Faith in love is the most basic element of a relationship. As humans we can use words, language, gestures and intonation to convey all sorts of details and subtleties about love. We expect these techniques to work in all communication but, in some moments, it fails us completely. Our conversations can instantly be reduced to one as simple as between a dog and his master. Coming out can be one of those occasions. Sometimes there is only this answer: “Sorry, doggie, you’ll know it once it happens. Until then trust that I will love and care for you.”
In the time of YouTube and Facebook young folks have a slew of “It Gets Better” and other coming out models to follow. Something like six million people have come out on Facebook alone. In contrast, during the 1970s there were few if any role models for coming out. Each person blazed their own trail blindly. If someone was lucky, they could prepare a plan and have the time and support necessary to execute the plan. Some others were forced out of the closet door unexpectedly, which was harder, and often life-altering in extremely negative ways. The “it gets worse” side of things is a harsh and un-cool place to be.
One commonality of gay life in the 1970s was the ritual telling of coming out stories. Everybody has one. The stories were a natural point of reference for living in the gay world. I would listen to another guy’s story and think, that’s not so bad, or wow you had it rough! Some stories were so devastating as to make the whole room cry and some were funny and surprising. All of them provided a context for what it meant to live the gay experience.
I was mystified at the stories coming from gay Catholics with their matter-of-fact discussion of abuse by priests. I heard these stories during the years I was getting my MFA in Detroit. The repetition of story after story of what must have been horrible childhoods made me, at first, question the veracity of the stories until I was overwhelmed by the sheer volume of priestly experiences. I felt honored, in a sad way, to hear this discussion, as if I were now part of an elite club of secret knowledge. I wasn’t even Catholic and yet I knew the intimate details of what eventually became sensational child abuse scandals thirty years later.
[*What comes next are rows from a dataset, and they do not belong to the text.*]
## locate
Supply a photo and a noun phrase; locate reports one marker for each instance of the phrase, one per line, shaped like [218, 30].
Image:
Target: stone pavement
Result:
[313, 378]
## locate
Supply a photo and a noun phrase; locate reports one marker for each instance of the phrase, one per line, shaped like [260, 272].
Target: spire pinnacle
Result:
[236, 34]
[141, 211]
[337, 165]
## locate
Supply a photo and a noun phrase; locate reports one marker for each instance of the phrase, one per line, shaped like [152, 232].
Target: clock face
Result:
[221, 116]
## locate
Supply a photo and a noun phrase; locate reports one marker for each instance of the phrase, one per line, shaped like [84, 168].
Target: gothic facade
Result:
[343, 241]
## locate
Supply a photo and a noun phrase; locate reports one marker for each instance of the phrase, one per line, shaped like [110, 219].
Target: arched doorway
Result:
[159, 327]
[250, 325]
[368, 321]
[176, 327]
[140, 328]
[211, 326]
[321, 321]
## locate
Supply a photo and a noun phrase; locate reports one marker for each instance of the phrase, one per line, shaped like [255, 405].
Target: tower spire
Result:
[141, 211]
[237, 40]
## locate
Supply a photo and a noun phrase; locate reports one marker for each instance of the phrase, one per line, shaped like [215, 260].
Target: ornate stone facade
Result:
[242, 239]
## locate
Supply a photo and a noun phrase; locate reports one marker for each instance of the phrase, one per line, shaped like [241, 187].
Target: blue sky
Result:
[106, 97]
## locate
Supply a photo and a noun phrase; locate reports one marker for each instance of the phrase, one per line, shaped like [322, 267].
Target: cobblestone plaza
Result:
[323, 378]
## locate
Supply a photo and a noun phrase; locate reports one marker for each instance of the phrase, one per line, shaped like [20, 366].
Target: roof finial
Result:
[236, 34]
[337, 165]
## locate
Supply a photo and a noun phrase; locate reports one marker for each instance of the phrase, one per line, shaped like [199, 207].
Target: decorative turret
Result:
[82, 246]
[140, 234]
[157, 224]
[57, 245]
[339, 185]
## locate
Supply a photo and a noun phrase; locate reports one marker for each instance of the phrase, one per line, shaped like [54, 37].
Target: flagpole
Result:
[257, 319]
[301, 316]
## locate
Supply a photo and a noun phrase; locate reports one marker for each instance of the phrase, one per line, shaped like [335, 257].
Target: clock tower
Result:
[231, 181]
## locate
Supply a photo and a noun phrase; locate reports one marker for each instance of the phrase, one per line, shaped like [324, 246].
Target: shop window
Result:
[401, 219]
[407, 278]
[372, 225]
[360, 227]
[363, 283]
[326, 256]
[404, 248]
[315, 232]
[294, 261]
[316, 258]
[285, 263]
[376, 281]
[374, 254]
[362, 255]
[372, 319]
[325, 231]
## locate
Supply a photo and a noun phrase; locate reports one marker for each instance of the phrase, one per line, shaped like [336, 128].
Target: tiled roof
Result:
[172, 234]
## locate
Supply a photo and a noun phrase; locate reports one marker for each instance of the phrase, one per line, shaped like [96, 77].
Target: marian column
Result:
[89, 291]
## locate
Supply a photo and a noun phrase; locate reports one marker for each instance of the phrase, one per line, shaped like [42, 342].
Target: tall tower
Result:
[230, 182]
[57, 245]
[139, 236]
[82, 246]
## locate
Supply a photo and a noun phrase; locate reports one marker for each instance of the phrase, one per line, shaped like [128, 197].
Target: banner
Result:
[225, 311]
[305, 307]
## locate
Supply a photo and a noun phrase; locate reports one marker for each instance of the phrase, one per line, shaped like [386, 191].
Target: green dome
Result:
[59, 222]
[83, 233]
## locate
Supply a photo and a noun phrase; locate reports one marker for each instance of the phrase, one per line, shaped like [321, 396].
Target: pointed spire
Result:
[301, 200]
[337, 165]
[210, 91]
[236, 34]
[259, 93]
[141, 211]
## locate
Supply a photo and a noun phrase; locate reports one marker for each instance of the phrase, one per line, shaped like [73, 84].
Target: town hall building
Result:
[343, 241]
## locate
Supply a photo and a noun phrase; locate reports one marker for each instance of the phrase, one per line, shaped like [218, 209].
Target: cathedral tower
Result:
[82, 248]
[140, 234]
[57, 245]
Child rape was a way of life in Catholic coming out story after story. All of this was common knowledge in my circle of Detroit friends. It was almost a joke actually — another aspect of the downtrodden lives of sexual misfits. These gay Catholics seemed to believe they deserved the abuse. It was a contextual standard for the next chapter of a coming out story; insert your priestly experiences here.
Hearing those stories I could begin to imagine what had happened to Mark Sobota, my eight-year-old, first, best friend who came back from Father Pedantic’s (not the real names) summer camp a different boy than the one who had left. He had been assigned the honor of Father’s ‘favorite’ that summer. Gradually, as I looked back to those awkward memories, a thought became clear: had Mark been raped by this priest? Why, after two weeks at camp, would he reject affection, isolate himself, have a fear of old friends, and act out in anger all the time; it was so unlike him? And, why would he become a priest himself later in life?
A grad-school friend of mine, David, wanted to be a priest very badly and yet, because he would not deny his sexuality, he was excluded. I watched him struggle year after year as other, less-honest gay men were taken into the training program. They had no problem stretching the veracity of their sacred vows. David had integrity while they did not, yet they got the job and he did not. Secrets are required to become a priest? I guess if your duties involve shuffling unveiled pedophiles from parish to parish, secrets might just be an essential requirement for the job.
If your dog can take you on faith alone, while theological bureaucrats require you to lie and even turn away those who are truthful, then you have to wonder who has the better moral code? It makes me want to put on my existential face and ask: “Really, where are our lives going and why?”